To view present-day computer science through a Termovision display, however, is to “misunderstand the nature of AI ‘intelligence,’” Lawrence tells MR PORTER. He argues that, despite Schwarzenegger’s unattainable physique, the Terminator often serves as a representation of AI precisely because “as humans, we struggle to think of intelligences that aren’t in a ‘bodily form’”. Collectively, we lack the “bandwidth”, he says, to grasp the mechanics of a black-box network.

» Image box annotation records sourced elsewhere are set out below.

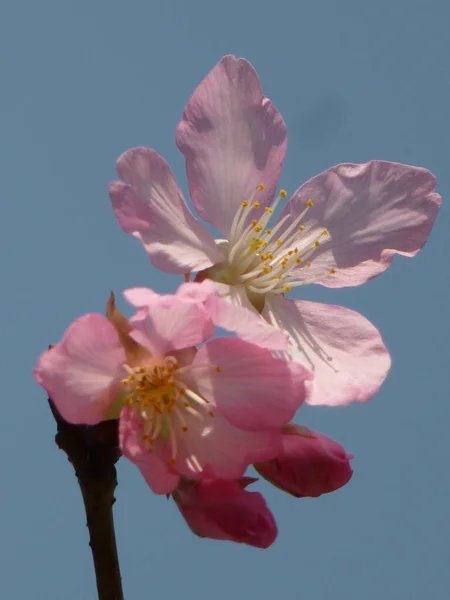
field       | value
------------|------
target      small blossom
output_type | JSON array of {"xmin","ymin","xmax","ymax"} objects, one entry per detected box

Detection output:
[
  {"xmin": 109, "ymin": 56, "xmax": 440, "ymax": 405},
  {"xmin": 172, "ymin": 477, "xmax": 277, "ymax": 548},
  {"xmin": 35, "ymin": 290, "xmax": 310, "ymax": 494},
  {"xmin": 255, "ymin": 423, "xmax": 353, "ymax": 498}
]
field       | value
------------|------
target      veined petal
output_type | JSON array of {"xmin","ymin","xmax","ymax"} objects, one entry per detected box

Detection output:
[
  {"xmin": 109, "ymin": 148, "xmax": 221, "ymax": 273},
  {"xmin": 177, "ymin": 279, "xmax": 289, "ymax": 350},
  {"xmin": 280, "ymin": 161, "xmax": 441, "ymax": 287},
  {"xmin": 130, "ymin": 294, "xmax": 214, "ymax": 356},
  {"xmin": 263, "ymin": 295, "xmax": 391, "ymax": 406},
  {"xmin": 119, "ymin": 407, "xmax": 180, "ymax": 494},
  {"xmin": 190, "ymin": 338, "xmax": 311, "ymax": 431},
  {"xmin": 34, "ymin": 314, "xmax": 125, "ymax": 425},
  {"xmin": 171, "ymin": 410, "xmax": 281, "ymax": 479},
  {"xmin": 176, "ymin": 56, "xmax": 287, "ymax": 235}
]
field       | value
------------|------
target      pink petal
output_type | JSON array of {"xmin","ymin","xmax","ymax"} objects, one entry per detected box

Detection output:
[
  {"xmin": 119, "ymin": 407, "xmax": 180, "ymax": 494},
  {"xmin": 109, "ymin": 148, "xmax": 222, "ymax": 273},
  {"xmin": 34, "ymin": 314, "xmax": 125, "ymax": 425},
  {"xmin": 130, "ymin": 295, "xmax": 214, "ymax": 356},
  {"xmin": 191, "ymin": 338, "xmax": 311, "ymax": 431},
  {"xmin": 123, "ymin": 288, "xmax": 159, "ymax": 308},
  {"xmin": 263, "ymin": 295, "xmax": 391, "ymax": 406},
  {"xmin": 255, "ymin": 423, "xmax": 353, "ymax": 498},
  {"xmin": 170, "ymin": 407, "xmax": 280, "ymax": 479},
  {"xmin": 281, "ymin": 161, "xmax": 441, "ymax": 287},
  {"xmin": 176, "ymin": 56, "xmax": 287, "ymax": 235},
  {"xmin": 173, "ymin": 480, "xmax": 277, "ymax": 548},
  {"xmin": 177, "ymin": 279, "xmax": 289, "ymax": 350}
]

(A more accurate analogy, according to experts such as the computer scientist Mr Eliezer Yudkowsky and Sapiens author Mr Yuval Noah Harari, would be the 1940 Disney musical Fantasia. In particular, “The Sorcerer’s Apprentice” segment – Mickey Mouse willing brooms to do his bidding, only for things to go awry – is, they say, a closer fit for the worst-case scenario when it comes to AI.)
“The leather jacket works today because of all these film references – and others: The Ramones, Sid Vicious – are wrapped up in there”
Despite which, The Terminator is yet another example of actual-world technology mirroring that of popular culture. Skynet, the faceless AI network from the film series, really does exist, in a manner of speaking, portentously lending its name to a British military communication satellite system. See also the US Strategic Defense Initiative (the “Star Wars” programme), the discontinued OpenAI chatbot with a voice that sounds uncanny like that of Ms Scarlett Johansson in Her or imitation theories fuelled by The Matrix.
“The tech world is full of sci-fi fans who want their real-life products to imitate art,” Lawrence says. “It’s also full of more reasonable people who are trying to use technology to solve the real problems our society faces.” He thinks it’s the latter, largely in academia, who are the real driving force behind the current AI technology. “But the former group is easier to build headlines, and even companies, around.”
Cultural artefacts such as The Terminator can still play a part in understanding new technology, Lawrence reasons. “I think the issue is how we use stories more than the stories themselves.”
So then, if you were to arrive – naked – in 2024 and you wanted to blend in, which outfit would you grab? A biker jacket wouldn’t be the wrong answer, but Cochrane has other ideas. “Maybe something normcore adjacent,” she says. “A hoodie, jeans and Birkenstock Bostons.” Very tech bro – and a singular look for the singularity.